Evidence for Distinct DNA Binding Forms of the Erythroid-Specific Transcription Factor NF-E2

Abstract

The transcriptional activity of the beta-globin genes is regulated by a complex genetic element, the locus control region (LCR), at the 5'-end of the beta-globin locus. Tandem binding sites for the erythroid-specific transcription factor NF-E2 are important for the transcriptional activation function of the LCR. We discovered that vanadate strongly stimulates the DNA binding activity of NF-E2 in crude and fractionated nuclear extracts. The other oxyanions, molybdate and tungstate, do not affect NF-E2 DNA binding. Quantitative DNA binding experiments indicated that vanadate stimulates NF-E2 DNA binding by increasing the number of NF-E2 molecules that are competent to bind to DNA, rather than influencing the affinity of binding.
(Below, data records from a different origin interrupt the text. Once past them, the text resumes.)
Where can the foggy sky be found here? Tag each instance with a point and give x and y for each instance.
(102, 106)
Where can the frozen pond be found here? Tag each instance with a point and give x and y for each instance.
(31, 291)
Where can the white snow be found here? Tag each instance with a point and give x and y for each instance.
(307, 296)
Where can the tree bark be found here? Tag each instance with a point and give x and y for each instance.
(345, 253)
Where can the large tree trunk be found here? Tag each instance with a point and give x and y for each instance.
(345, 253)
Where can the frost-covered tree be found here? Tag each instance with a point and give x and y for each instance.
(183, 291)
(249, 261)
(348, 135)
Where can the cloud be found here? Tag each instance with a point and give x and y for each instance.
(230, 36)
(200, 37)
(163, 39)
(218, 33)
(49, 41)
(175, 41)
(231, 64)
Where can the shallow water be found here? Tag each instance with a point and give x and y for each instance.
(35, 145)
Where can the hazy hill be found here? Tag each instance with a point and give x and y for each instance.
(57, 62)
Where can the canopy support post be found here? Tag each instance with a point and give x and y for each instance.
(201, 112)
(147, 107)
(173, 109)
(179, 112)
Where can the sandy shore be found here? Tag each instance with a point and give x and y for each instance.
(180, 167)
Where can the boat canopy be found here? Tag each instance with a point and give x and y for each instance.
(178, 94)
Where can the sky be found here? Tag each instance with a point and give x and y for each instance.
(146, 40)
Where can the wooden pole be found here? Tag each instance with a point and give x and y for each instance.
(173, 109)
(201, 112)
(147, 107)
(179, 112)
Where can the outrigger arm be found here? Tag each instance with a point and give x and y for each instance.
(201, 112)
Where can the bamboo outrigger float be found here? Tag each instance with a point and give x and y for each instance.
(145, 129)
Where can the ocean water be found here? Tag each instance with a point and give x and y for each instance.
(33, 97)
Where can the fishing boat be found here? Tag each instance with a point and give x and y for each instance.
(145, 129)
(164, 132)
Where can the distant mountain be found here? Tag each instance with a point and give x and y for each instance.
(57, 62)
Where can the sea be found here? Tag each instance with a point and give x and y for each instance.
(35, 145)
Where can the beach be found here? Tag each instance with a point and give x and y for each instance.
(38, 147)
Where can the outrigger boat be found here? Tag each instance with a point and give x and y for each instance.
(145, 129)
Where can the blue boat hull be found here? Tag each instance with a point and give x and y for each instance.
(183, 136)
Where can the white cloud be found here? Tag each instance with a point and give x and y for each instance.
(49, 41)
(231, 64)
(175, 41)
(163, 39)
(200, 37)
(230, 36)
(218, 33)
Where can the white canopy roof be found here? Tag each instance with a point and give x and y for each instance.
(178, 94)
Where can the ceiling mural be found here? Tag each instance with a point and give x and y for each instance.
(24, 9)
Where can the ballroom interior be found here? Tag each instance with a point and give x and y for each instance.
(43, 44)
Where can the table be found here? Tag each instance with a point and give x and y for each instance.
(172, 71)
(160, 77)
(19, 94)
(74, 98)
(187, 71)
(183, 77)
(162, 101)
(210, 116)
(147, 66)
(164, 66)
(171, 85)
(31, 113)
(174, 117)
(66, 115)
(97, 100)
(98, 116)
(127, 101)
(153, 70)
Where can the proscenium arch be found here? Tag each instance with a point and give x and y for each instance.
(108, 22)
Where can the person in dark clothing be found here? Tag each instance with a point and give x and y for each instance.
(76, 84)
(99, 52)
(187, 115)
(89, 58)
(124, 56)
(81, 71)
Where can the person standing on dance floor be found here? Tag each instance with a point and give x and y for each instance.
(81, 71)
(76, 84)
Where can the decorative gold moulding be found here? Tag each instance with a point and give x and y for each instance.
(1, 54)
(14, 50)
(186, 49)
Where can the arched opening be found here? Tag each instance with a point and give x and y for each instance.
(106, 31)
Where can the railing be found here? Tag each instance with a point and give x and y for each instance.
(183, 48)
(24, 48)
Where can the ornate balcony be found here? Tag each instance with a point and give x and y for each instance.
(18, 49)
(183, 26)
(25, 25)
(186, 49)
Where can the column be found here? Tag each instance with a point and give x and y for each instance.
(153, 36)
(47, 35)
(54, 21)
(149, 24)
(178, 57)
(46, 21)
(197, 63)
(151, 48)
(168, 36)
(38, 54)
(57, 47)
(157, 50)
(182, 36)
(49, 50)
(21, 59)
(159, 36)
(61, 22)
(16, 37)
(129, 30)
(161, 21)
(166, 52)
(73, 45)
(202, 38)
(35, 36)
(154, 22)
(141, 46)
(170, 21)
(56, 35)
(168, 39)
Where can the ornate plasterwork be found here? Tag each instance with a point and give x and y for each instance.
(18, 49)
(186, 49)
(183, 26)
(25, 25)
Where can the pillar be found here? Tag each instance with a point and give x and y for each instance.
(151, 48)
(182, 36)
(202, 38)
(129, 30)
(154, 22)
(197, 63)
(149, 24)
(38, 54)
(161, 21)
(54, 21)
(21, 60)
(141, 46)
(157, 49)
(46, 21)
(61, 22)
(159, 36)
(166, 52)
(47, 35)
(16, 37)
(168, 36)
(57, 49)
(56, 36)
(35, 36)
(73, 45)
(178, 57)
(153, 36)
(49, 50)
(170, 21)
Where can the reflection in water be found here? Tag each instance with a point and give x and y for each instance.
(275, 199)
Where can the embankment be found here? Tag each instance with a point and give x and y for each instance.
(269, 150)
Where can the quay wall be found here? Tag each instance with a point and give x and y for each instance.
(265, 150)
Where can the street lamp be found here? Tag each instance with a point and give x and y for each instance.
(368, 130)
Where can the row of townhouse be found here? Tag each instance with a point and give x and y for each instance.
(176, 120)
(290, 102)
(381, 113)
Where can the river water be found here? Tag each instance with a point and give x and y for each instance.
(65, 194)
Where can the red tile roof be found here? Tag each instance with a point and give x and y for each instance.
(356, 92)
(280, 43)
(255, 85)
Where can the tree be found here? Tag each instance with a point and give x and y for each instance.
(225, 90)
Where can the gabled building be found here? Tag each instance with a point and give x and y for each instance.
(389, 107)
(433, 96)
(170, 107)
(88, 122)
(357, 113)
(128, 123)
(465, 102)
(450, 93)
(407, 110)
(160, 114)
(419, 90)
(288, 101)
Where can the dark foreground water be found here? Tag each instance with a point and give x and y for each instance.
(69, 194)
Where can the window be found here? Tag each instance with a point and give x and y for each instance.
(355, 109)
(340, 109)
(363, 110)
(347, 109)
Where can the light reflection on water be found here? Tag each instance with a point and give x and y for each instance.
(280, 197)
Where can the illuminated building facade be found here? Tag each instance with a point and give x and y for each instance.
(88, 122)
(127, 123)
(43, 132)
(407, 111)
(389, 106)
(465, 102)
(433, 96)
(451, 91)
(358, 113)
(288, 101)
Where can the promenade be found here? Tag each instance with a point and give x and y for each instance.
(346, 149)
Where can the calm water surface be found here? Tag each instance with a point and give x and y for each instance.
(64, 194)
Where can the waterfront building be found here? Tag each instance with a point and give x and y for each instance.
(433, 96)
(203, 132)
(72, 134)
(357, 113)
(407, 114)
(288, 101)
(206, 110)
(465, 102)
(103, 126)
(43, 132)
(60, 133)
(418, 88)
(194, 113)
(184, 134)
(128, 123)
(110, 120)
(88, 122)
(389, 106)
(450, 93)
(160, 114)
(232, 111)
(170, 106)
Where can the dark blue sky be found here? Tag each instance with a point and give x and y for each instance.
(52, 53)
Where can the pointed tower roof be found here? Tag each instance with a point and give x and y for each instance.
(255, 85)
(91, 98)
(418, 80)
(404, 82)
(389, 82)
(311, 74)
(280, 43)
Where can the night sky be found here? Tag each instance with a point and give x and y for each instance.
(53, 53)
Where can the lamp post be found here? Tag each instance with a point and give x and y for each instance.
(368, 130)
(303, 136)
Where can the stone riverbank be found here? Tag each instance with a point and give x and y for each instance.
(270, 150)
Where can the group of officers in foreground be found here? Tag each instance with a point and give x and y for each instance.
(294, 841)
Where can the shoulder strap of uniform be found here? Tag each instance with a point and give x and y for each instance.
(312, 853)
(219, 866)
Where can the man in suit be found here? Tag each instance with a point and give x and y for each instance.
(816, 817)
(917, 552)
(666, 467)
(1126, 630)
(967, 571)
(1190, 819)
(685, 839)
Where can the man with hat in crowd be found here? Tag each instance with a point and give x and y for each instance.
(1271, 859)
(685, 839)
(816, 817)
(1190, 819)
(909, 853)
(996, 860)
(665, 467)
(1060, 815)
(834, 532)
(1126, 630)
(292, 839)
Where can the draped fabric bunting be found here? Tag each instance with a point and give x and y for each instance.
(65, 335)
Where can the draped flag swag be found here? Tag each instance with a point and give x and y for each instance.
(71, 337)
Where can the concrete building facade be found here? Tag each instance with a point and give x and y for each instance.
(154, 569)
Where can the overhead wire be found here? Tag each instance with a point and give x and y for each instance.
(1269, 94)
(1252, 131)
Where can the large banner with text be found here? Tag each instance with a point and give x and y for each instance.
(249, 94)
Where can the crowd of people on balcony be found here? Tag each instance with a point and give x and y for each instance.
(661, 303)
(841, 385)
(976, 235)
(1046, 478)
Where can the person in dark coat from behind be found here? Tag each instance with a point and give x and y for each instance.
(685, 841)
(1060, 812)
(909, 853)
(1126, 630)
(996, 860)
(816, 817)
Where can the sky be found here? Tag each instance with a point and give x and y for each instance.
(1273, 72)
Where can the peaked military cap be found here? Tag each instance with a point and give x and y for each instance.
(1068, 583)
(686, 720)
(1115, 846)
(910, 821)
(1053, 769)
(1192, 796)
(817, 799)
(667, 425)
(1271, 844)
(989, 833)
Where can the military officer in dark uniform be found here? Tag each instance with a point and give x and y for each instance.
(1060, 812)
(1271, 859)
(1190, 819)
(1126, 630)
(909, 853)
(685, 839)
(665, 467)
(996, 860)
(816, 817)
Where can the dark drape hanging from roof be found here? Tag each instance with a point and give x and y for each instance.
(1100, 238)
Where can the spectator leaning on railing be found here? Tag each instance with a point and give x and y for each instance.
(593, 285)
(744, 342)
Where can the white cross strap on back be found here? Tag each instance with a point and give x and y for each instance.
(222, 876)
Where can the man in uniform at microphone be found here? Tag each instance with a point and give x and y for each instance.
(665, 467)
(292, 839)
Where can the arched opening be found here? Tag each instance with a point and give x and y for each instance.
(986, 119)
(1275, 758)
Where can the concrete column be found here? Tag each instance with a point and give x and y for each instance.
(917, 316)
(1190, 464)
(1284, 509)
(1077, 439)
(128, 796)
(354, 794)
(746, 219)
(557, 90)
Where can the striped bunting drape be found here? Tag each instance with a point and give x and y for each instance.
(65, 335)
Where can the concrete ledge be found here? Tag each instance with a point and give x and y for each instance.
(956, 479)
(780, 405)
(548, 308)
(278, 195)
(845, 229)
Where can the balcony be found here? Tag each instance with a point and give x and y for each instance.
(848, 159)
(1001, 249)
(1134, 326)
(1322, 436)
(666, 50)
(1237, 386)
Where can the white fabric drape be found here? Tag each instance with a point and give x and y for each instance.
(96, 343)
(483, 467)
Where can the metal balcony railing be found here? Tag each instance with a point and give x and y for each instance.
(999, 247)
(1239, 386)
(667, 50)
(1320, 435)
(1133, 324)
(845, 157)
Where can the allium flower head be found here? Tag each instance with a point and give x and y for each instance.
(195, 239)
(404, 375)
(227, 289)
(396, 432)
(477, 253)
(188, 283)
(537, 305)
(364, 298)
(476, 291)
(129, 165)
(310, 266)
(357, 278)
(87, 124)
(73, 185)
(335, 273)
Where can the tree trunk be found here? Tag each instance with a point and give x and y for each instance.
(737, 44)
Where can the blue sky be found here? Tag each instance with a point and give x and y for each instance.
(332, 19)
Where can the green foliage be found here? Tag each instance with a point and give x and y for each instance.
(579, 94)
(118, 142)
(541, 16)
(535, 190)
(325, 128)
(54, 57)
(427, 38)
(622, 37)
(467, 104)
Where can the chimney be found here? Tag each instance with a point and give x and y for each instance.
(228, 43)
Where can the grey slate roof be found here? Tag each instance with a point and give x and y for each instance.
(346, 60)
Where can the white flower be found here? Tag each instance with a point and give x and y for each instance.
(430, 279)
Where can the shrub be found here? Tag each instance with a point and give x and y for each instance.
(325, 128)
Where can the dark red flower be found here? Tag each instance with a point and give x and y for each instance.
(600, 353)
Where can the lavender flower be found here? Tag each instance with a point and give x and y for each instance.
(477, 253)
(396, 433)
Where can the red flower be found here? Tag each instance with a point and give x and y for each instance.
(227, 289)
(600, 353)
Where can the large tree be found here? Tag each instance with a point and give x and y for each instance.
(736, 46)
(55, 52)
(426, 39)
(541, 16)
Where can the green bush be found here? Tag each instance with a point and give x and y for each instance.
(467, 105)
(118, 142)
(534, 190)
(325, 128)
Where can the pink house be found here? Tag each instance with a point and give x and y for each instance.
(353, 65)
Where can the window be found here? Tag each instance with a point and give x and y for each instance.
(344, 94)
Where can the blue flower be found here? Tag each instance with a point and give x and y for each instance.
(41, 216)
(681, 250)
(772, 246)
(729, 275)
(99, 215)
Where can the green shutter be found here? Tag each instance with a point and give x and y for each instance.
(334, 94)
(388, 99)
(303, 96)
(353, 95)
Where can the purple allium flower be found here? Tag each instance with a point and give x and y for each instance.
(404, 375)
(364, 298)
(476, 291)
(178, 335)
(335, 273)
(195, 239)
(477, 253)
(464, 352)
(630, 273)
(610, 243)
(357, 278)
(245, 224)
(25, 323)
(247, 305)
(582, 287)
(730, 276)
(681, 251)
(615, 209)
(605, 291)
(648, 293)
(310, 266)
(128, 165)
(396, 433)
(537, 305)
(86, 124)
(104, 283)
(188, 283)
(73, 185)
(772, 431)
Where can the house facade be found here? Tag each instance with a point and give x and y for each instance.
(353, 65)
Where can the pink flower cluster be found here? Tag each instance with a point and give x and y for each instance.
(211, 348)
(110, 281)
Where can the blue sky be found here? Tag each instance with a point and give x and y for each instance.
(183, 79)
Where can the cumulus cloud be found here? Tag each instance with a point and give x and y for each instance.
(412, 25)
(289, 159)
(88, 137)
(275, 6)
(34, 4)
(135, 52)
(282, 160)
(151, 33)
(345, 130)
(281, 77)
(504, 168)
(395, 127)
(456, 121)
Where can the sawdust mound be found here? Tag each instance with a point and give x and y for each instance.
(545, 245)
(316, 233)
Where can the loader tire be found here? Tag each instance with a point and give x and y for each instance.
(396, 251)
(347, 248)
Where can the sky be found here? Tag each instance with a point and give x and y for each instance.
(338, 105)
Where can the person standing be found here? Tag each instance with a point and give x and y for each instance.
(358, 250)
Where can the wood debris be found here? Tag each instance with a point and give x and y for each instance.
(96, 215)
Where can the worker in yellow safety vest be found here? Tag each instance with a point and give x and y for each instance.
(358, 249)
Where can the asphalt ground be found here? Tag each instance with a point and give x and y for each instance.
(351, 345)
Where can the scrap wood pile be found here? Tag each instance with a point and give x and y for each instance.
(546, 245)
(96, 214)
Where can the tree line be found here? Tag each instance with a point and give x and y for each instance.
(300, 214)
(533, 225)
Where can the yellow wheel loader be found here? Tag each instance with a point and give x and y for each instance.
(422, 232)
Gel filtration analysis revealed a similar Stokes' radius for NF-E2, in the absence or presence of vanadate, inconsistent with a role for vanadate in stabilizing the heteromeric NF-E2 complex. Distinct NF-E2 forms, which were either weakly or strongly induced by vanadate, were resolved by cation and anion exchange chromatography. A model is proposed in which two conformers of NF-E2 share an identical subunit composition, but differ in DNA binding activity. Vanadate may interact directly with one of the conformers to generate the high-affinity DNA binding state. The presence of a non-DNA binding pool of NF-E2 suggests that the formation of an active NF-E2 heteromer may be a regulated step in the cell.